Arrived here Saturday morning from KL with no problems, spent the rest of the day wandering around Sandakan. The town was razed during the war and rebuilt afterwards with blocks of flats and shops at street level in a grid system. Now nearly 60 years old they are looking rather the worse for wear. However there is a very large central market, a concrete building covering maybe 1 acre. It is a busy bustling place, and at one end, a wet fish section with the biggest fish you can imagine, all shapes and colours. I think this might turn out to be the most interesting place in the town! Found the Sepilok Adventure Shop and booked myself on 3 tours.

Sunday, collected at 9am for boat ride to 'Turtle Island'. The 'speed boat' was an extremely basic affair, not really suited to even the moderately rough seas we encountered in the Sula sea, but the 9 of us stoically survived the 1 hour 'ride'. After checking into room on 'turtle' island (actually Selingan Island), we had the rest of the day to ourselves.

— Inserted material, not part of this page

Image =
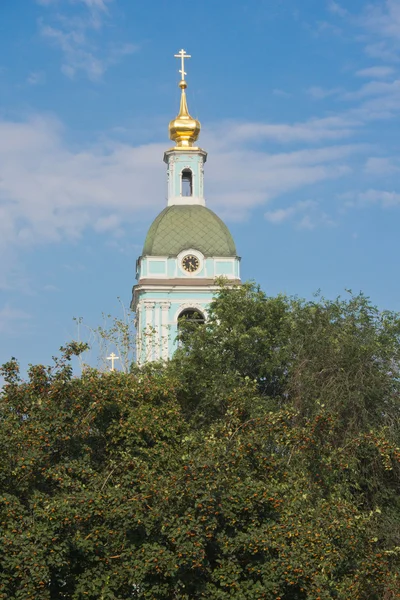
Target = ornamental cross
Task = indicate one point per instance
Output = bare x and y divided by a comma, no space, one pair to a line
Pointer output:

What can you do on a sandy tropical island with palm trees and warm blue sea all around? So we just had to swim and lie on the beach and read books all day. I went snorkeling but saved the 5 pounds hire fee by using my goggles. Just as well as there wasn't much to see, just a few solitary fish, there were more fish off the Phuket beach, shoals of them there. Walked all around the island, a beautiful place, then lunch which was white rice with chicken and greens, very good. Fell asleep on the beach in the afternoon in the shade of a ground level palm tree, then evening meal, rice and fish and greens also very good. Then a long wait before being taken down to the beach at 10pm by a Ranger. Didn't waste this time though, chatted with 2 girls from Estonia (a civil servant and an accountant!), a couple from Manchester(event organisers), an American couple and 2 girls from Bridgend and Sussex.

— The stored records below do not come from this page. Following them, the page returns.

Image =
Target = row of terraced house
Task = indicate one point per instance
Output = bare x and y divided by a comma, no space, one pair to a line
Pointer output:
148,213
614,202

The management and organisation of the 3 islands here, where Green and Hawksbill Turtles lay their eggs, is well structured and sophisticated. Every turtle that comes to the beach is tagged and logged. Its eggs are counted and removed to be re-buried in a hatchery where they and the hatchlings are protected from predators, such as rats and birds and humans (turtle eggs are still openly available in some countries markets). The hatchlings from each turtle's clutch of eggs are counted, there is an 80% success rate. Then the hatchlings are released in bunches on the beach near the sea, avoiding the perilous journey from the nest across the beach. Sadly, a very small percentage survive to adulthood, but the work of the Rangers must be having some effect to help these endangered species.
We were taken by the Ranger to see a turtle laying her eggs in the hole she had dug, an incredible sight. She was big (the turtle), over a metre long and nearly as wide. The Ranger scooped the eggs out into a bucket. When she had finished, the turtle pushed sand back to cover the (empty) hole. We left her to rest before making her dummy hole (to fool predators) and shuffle back to the sea.
Next we watch the Ranger bury the eggs in the hatchery, in a hole marked with the date, turtle ID and number of eggs (73 in this clutch). Lastly we go down to the shore to watch that evening's hatchlings being released, they are funny to watch as they waddle the few feet down the sand into the sea. Again, an incredible sight.
Bed at 11pm, up for breakfast this morning at 6.30, on the 'speedboat' for another hour's torture at 7, back in hotel in Sandakan at 8.30, then went back to sleep again! The whole thing a memorable experience.